FEL FEL, Iraq — The ISIS bomb crashed into a group of soldiers with a burst of shrapnel and a metallic surge of heat, and the sound of moaning filled the air.
Some men scrambled for cover inside US-made armored Humvees. Others rushed to tend to their wounded colleagues. An injured soldier wandered in a daze through the settling dust, blood dripping from a gash on his head. Another was carried from the blast site with one foot severed and the opposite leg in shreds. A third, a hole slashed across his stomach, was bleeding to death.

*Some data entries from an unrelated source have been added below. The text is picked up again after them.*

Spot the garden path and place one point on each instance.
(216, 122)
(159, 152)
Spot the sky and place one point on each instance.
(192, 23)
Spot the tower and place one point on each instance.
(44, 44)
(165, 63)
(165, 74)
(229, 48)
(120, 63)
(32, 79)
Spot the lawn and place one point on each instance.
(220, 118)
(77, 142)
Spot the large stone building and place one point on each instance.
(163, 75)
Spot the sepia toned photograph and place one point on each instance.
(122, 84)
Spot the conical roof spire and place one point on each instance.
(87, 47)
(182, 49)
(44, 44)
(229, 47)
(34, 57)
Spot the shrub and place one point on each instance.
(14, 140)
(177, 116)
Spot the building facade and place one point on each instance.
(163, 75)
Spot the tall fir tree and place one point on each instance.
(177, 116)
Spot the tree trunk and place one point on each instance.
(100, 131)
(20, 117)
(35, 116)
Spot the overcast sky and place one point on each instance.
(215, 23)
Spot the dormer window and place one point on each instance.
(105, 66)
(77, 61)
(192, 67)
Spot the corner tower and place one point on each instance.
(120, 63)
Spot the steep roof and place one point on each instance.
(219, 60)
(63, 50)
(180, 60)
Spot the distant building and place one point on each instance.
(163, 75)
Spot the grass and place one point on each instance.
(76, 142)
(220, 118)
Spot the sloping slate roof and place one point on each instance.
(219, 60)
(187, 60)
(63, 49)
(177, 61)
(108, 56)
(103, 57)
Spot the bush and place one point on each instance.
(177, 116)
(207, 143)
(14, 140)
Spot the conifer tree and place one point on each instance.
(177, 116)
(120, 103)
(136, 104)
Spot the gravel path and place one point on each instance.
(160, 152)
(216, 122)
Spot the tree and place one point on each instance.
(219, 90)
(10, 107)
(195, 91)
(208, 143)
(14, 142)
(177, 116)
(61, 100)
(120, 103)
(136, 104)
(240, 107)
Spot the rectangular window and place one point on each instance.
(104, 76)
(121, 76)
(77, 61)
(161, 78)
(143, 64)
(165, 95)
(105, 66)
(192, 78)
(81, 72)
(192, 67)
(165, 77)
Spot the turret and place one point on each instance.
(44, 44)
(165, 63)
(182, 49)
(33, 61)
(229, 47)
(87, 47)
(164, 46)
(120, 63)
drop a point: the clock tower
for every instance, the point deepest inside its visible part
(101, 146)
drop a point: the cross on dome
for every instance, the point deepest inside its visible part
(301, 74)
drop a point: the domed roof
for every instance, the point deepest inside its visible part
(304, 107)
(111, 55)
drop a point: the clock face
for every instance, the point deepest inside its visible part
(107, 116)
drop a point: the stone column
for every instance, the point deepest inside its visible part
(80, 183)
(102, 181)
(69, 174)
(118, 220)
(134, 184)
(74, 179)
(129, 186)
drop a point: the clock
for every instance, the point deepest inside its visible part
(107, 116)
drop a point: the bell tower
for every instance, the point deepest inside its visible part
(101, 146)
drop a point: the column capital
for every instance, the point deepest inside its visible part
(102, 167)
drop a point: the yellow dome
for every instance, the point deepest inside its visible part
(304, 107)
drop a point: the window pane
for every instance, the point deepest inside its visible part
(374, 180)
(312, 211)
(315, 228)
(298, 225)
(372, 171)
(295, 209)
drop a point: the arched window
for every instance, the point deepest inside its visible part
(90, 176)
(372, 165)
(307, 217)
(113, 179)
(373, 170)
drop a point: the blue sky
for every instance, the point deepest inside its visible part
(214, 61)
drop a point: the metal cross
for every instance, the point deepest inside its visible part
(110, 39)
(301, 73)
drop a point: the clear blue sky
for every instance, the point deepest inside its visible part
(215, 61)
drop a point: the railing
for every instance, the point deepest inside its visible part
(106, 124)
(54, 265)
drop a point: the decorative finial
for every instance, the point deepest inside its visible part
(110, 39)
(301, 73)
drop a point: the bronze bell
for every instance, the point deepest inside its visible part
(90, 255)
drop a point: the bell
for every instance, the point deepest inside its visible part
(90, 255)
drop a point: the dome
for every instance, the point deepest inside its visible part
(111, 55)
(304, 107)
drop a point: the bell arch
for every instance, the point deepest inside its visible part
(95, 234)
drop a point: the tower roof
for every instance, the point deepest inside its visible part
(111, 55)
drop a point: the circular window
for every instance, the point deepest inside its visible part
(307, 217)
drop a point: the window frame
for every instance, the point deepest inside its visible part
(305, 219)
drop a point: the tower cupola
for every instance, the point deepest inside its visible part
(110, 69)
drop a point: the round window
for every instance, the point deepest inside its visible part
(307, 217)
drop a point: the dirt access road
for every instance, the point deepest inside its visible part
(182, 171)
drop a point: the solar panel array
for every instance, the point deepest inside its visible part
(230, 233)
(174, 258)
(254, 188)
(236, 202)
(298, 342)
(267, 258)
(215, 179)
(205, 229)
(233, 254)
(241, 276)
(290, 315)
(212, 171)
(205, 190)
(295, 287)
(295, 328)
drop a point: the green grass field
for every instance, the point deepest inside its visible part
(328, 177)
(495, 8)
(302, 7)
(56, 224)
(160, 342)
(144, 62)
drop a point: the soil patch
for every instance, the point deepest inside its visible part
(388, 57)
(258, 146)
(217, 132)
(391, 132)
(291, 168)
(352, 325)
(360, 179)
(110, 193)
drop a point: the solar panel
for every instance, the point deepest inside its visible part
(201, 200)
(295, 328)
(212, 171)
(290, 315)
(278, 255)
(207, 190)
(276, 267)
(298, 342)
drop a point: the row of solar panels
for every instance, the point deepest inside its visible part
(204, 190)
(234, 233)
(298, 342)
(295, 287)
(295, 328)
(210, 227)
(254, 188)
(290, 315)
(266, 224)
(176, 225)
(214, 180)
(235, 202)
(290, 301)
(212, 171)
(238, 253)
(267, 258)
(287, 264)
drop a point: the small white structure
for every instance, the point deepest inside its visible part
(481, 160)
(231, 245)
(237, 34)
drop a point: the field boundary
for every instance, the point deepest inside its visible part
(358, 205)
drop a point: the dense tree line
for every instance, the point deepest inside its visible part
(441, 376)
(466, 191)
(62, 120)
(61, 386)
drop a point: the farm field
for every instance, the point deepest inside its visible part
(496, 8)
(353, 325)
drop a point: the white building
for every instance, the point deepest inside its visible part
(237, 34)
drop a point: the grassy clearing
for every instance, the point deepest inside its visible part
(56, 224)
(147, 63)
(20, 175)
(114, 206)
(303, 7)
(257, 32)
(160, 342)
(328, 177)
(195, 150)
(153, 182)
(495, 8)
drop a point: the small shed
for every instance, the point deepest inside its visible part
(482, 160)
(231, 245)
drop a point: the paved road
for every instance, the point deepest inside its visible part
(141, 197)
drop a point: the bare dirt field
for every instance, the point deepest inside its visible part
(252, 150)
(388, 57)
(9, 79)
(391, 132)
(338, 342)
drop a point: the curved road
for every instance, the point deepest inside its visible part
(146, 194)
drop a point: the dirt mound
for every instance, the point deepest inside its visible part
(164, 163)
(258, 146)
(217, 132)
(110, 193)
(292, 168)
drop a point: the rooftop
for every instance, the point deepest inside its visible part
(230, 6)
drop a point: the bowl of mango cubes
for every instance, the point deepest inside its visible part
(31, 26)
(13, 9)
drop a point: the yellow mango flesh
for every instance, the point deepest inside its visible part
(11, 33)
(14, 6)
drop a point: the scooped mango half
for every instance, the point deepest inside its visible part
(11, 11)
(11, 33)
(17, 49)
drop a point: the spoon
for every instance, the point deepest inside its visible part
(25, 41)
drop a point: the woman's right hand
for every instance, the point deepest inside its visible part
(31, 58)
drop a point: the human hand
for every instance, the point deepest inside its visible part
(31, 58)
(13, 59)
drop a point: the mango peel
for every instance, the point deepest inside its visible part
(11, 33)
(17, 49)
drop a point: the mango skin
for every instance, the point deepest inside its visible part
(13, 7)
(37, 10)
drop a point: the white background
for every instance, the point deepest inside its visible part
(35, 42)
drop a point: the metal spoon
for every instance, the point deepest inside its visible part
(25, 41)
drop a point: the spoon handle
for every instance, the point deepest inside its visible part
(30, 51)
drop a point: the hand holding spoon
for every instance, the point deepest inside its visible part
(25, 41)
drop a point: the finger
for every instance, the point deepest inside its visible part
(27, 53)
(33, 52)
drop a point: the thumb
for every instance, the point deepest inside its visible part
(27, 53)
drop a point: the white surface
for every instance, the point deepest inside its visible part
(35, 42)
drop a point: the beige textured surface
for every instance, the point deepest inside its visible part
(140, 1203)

The start of the Mosul offensive this week was marked by official announcements and a well-orchestrated media campaign. Quick initial advances brought expectations for quick success. One week in, those expectations have now clashed with the reality of a bloody struggle ahead. The Iraqi military and Kurdish peshmerga, the two main forces fighting ISIS, suffered mounting casualties as assaults were bogged down in the face of stubborn resistance from the militants. A US service member assisting with the Mosul operation was killed by an IED on Thursday. At least two local journalists have been killed, and a New York Times photographer was hospitalized after suffering shrapnel wounds from a suicide car bomb.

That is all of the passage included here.